The scanners that are now to be acquired would perpetuate futility at even greater cost. True, it is perfectly feasible to design very high definition scanners that could detect objects inside body cavities, and at least one manufacturer already claims that capability. But to use those scanners would throw out any pretense of preserving privacy. It also would mean subjecting every passenger to whatever level of radiation those machines will emit. Recent research has demonstrated that the cancer risks of radiation have been grossly underestimated, even for medical equipment operated by qualified radiologists and their trained technicians. It is therefore no good showing that in the manufacturer's tests the level of radiation is only moderately harmful, because once distributed at airports, those machines will not necessarily be perfectly calibrated, nor will they be operated correctly by experts.

All along the alternative—which costs much less, inflicts much less inconvenience and would have a much higher probability of intercepting terrorists before the fact—has been staring us in the face. To screen passengers as persons instead of their bodies and belongings has an overwhelming advantage: It can detect a would-be terrorist even if the specific technique he tries to employ is not previously known. To inspect all shoes after a shoe bomber almost succeeded, or to pat down passengers after the underwear bomber almost succeeded, provides no defense against the next techniques that could be tried at any time.

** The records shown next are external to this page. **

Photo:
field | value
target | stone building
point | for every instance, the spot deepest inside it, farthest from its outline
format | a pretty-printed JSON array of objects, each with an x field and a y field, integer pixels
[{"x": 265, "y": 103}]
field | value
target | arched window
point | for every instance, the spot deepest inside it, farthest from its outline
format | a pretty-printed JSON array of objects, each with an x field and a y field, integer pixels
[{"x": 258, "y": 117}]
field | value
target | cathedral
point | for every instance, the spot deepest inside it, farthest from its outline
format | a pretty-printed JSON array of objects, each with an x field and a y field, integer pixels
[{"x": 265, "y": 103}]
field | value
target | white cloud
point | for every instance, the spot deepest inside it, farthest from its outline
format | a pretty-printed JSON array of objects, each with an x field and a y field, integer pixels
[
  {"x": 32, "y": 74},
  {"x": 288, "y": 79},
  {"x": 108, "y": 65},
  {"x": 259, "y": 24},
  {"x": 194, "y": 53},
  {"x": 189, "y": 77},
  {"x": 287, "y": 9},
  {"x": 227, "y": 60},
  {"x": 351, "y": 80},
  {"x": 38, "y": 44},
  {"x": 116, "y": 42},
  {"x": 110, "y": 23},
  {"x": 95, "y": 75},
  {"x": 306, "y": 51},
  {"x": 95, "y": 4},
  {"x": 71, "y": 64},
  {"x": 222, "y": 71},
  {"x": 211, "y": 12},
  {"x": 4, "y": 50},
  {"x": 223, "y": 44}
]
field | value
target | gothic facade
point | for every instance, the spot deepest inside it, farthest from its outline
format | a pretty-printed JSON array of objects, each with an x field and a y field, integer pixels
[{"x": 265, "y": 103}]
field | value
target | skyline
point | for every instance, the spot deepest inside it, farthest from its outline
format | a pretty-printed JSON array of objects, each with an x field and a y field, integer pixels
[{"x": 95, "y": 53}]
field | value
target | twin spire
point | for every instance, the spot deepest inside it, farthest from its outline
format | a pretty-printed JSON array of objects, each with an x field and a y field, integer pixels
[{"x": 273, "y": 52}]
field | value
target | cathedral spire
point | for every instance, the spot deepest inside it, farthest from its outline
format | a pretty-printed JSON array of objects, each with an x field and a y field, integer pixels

To screen passengers as persons would reduce costs and inconvenience very greatly, because entire categories of passengers could be waived through with a rapid examination of travel documents and a few random checks now and then. These include a variety of easily recognizable groups that not even the most ingenious terrorists could simulate: touring senior citizens traveling together (a category that contains a good portion of all American, European and East Asian tourist traffic), airline flying personnel who come to the security gate as a crew, families complete with children, and more. In each case, the critical procedure would be to ask the group's members to recognize each other as such.

Many individuals could also be included in the document examination plus random check category: frequent travelers who have multiyear travel records with airline alliances, whose travel history could instantly be determined by the TSA. Evidently some travel histories would require further probing, in effect returning those passengers to the general category of travelers. They are the ones whose bodies and belongings would be checked with whatever detectors or manual methods are at hand, but who would also be asked a specific set of nonarbitrary questions laid down by frequently changed protocols. The aim would be to identify innocent travelers as quickly as possible to send them on their way, while being ready to persist with further questions that might even end with the denial of boarding and a referral to police authorities.

With such a system that would discriminate only positively—only in favor of groups and categories of passengers, and never against them—we could have real security at a drastically lower cost in money and inconvenience.

Mr. Luttwak, a senior associate at the Center for Strategic and International Studies, is author of the recently published "The Grand Strategy of the Byzantine Empire" (Harvard).